If implemented, the facility will see Savings and Credit Co-operatives (Saccos) borrow from each other instead of going for loans from other financial institutions, in a way just similar to inter-bank money market run by commercial banks.

According to Dr. Ruto, the changes will also facilitate short-term inter-Sacco borrowing and similarly facilitate access to the national payment system; thereby providing effective solutions to liquidity challenges and enhancing financial stability in the sector.

“The government is committed to supporting the sector through institutional reform measures, including the harmonization of legislation governing various crops with the aim of reducing the cost of production, thereby boosting production and competitiveness,” said Dr. Ruto.

President Dr. William Samoei Ruto

He assured stakeholders that he will broaden the dairy market to ensure that farmers supply their produce to regional and African markets through investing in preservation and processing infrastructure.

In the 2023/2024 Financial Year, the National Treasury allocated a total of  Ksh3.7 billion to de-risking, inclusion and value enhancement of pastoralist economies, Ksh2.1 billion for livestock value chain support, Ksh1.5 billion for livestock commercialization, and Ksh166 million for the Embryo Transfer Project to improve livestock production.

The President further said that they are collaborating with county governments to set up aggregation and distribution centres for storage, value addition and marketing of agricultural produce to reduce post-harvest losses, eliminate predatory cartels, and boost farmers’ incomes.

He added that the interventions in the dairy sector, including the waiver of duty on the ingredients of animal feeds, are all aimed at raising national milk production from 2 litres per cow on average to 7 litres daily, thus enhancing smallholder incomes.

Recently, there has been a reduction in milk production due to prolonged drought and below average rainfall, leading to low milk supply to cooperatives, milk coolers and processing facilities, effectively increasing producer prices.

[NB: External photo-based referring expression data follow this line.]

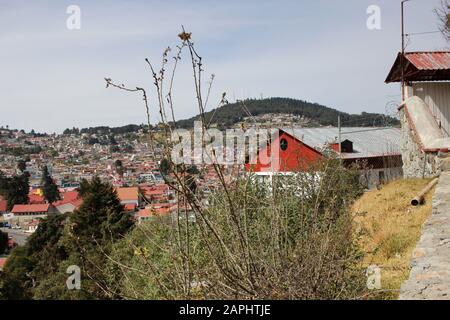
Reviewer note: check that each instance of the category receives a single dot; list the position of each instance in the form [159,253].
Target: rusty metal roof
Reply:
[429,60]
[367,141]
[421,66]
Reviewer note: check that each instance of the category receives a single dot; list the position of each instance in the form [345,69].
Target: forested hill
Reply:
[230,114]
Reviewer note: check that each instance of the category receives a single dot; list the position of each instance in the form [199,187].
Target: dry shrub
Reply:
[288,240]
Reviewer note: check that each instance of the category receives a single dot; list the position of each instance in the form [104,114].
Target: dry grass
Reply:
[388,228]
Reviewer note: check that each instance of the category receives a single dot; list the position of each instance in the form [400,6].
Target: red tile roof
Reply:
[429,60]
[38,208]
[130,207]
[36,199]
[68,197]
[421,66]
[125,194]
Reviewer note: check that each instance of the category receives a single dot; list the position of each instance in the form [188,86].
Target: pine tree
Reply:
[49,187]
[94,227]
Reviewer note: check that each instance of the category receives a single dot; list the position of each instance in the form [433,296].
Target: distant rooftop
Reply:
[367,141]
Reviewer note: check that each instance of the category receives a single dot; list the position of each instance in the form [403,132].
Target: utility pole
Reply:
[403,48]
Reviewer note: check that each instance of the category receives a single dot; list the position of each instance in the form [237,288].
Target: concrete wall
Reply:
[437,96]
[416,163]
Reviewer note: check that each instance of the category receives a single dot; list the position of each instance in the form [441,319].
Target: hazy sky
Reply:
[51,77]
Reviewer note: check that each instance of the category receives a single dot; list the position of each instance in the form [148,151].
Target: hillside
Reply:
[317,114]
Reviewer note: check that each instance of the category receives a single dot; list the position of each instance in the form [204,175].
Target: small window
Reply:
[283,144]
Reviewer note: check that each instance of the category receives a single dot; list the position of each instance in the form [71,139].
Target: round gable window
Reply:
[283,144]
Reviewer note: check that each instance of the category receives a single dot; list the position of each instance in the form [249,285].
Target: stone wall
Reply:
[416,164]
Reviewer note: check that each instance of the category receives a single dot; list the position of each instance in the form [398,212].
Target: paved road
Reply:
[19,236]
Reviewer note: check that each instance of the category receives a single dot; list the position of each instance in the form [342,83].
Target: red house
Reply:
[296,149]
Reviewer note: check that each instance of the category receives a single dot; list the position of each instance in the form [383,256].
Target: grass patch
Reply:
[388,228]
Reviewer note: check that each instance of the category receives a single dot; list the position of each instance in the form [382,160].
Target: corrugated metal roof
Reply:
[429,60]
[367,141]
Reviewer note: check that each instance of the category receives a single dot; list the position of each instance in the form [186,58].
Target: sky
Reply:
[52,77]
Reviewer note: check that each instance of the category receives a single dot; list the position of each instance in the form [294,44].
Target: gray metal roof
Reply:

On the coffee sub-sector, the President said there were plans to refurbish factories’ infrastructure, explore new export market opportunities in anticipation of increased coffee production, as well as create an enabling environment for the Kenya Planters’ Cooperatives Union (KPCU) to mill and market coffee, provide affordable credit, and subsidize inputs to coffee growers.

He added that plans were underway to improve coffee productivity from 2Kgs per tree to 5Kgs, resultantly raising the national production from 51,000 metric tonnes (MT) to 81,000 in the next crop year. In the next 5 years, he said he envisages that production will rise to above 200,000MT.

He also revealed that new fresh produce cooling and processing plants are being established in various centres across the country; including Kipipiri, Ndaragwa, Ol Joro Orok, Kesses, Timboroa, Londiani, Elburgon, Molo and Mogotio that target to improve the horticulture value chain.

He also said that the government is committed to supporting a number of fishing cooperatives in Nyanza and Coast regions to enable them acquire cold rooms and fish processing equipment.